Experiential Journal: Split Estate and GasLand Drill into Gas and Oil Issues


By Steven Aliano

Split Estate is such a remarkable documentary, so much so that I don’t know where to start in my review. I think the one thing that I took away from the film was how hard of a battle residents and citizens have to put up with the wells and drilling from the oil and gas companies nearby. The split estate situation in general, where residents have the rights to the land, but the government or other private institutions own the minerals underneath, was very interesting. You have to figure in also that these companies have so much political pull, as the demand for natural gas and oil is still so high, that they’re able to do these drills on people’s property without many repercussions.


The film does bring up the fact that the profits made by these companies could allow them to create safer practices in controlling their harmful runoffs such as contaminated water and gases released into the air. These companies lobby for so long saying that these do not run the risk of health effects, but they either soon own up to it or are forced to until new legislation. They seem so legitimately evil, and the people in the documentary who try to defend them are equally so. I couldn’t help but have an evil look and laugh at whatever they had to say whenever they appeared in an interview in the film.


The accounts by “neighbors” of the drills mentioned earlier really made the film. Just seeing how people’s land have been taken away from them when they have owned it for decades running in the family, as well as how all the released chemicals do such a harm to many people’s health was so poignant in the film. 


One of the issues brought up in the film was how when these people try to fight back against the government and these companies, there are always loopholes that these organizations use to ensure that they continue to do what they do and make money. It leads the people to be “exhausted” in their fight and move away (sometimes simply walking away from their homes that they can’t really resell). The funniest thing is that when these people do move, their health beings to improve, however slight in nature. How can anyone say that these drills aren’t causing problems for citizens? 

When it’s evident that more and more wells and rigs are going to be put in in the future, what does that mean for the residents? More people will get sick, more will complain, more will move. This film is a high recommendation, and it makes me want to see more money, time, and effort, put into alternative, renewable resources for energy and fuel immediately.

GasLand Gets Personal


GasLand takes on where Split Estate left off, since it came out a year after. Director Josh Fox shoots GasLand in a style very reminiscent of Michael Moore, which is what drew me into the film right from the start. It shines facts and statistics at you rapidly, has a very distinct camera shooting makeup, and is inspired by the director’s own personal story behind the film (Fox lives in Pennsylvania and had his house in line with a major fault, threatening the split estate situation that is explained in Split Estate).
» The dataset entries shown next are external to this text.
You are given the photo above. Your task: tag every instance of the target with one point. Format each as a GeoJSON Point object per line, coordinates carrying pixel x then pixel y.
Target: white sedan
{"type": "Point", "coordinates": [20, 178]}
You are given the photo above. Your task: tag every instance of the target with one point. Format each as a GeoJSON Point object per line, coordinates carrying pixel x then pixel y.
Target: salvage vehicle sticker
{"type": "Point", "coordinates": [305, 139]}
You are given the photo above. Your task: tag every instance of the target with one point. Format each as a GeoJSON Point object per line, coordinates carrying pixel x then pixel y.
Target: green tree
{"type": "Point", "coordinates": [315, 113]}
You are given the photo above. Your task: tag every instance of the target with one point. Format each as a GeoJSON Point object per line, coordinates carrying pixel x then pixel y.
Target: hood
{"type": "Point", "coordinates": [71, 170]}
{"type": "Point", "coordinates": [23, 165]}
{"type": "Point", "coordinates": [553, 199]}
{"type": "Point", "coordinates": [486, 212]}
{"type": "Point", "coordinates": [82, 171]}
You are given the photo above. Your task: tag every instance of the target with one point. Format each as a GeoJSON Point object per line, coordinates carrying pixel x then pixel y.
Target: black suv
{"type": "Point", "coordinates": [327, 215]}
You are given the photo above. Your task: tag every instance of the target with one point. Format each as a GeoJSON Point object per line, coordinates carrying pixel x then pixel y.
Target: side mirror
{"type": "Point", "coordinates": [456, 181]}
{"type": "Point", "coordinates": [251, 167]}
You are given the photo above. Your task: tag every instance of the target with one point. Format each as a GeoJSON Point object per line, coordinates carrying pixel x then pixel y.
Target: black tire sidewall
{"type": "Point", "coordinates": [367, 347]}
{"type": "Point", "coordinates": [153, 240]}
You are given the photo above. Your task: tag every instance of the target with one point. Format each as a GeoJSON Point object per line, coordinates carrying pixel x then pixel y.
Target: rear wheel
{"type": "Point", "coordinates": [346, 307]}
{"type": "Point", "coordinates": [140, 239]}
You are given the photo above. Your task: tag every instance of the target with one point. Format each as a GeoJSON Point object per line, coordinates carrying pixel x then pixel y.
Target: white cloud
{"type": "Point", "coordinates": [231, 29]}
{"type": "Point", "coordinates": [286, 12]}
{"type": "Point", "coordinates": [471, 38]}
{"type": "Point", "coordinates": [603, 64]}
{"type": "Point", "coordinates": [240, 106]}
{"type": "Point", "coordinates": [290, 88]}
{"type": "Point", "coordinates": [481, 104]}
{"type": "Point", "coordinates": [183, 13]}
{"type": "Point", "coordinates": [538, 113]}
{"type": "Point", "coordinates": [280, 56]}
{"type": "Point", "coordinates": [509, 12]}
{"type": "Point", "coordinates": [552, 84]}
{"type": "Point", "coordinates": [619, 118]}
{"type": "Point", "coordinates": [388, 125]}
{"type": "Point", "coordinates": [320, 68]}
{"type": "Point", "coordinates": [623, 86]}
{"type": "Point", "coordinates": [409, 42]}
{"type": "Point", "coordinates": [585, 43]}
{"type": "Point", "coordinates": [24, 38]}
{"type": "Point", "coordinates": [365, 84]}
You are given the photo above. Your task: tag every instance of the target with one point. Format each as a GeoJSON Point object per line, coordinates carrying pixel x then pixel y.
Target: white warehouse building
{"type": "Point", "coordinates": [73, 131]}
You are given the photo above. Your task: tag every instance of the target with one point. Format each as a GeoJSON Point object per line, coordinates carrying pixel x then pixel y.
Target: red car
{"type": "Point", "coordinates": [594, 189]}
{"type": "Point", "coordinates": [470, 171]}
GasLand focuses mostly on the contaminated water aspect of fracking, whereas Split Estate tries to embrace the whole mixture of other problems coming from these drillings. Both documentaries hold their groundwork in other peoples’ stories. Families from states in the Rocky Mountain West come out to share how these drillings have personally affected them. I also like how GasLand goes more into the “anatomy” of a well, with its drills and pads, succinctly.


Overall, whereas Split Estate was more serious and a little more professional in its presentation, GasLand is more aggressive and almost angry in its tone, presumably from Fox’s own personal tragedy of dealing with his situation in Pennsylvania. You could definitely sense it when he describes playing in the creeks near his house when he was a kid. Later in the film, he inspects a creek that has been contaminated in the Rocky Mountain West, and a certain bend of the creek brings back memories of his childhood, to which he almost breaks down on camera. His own narration throughout the film in addition also gives it a more sensual feel than Split Estate, although that documentary was still touching.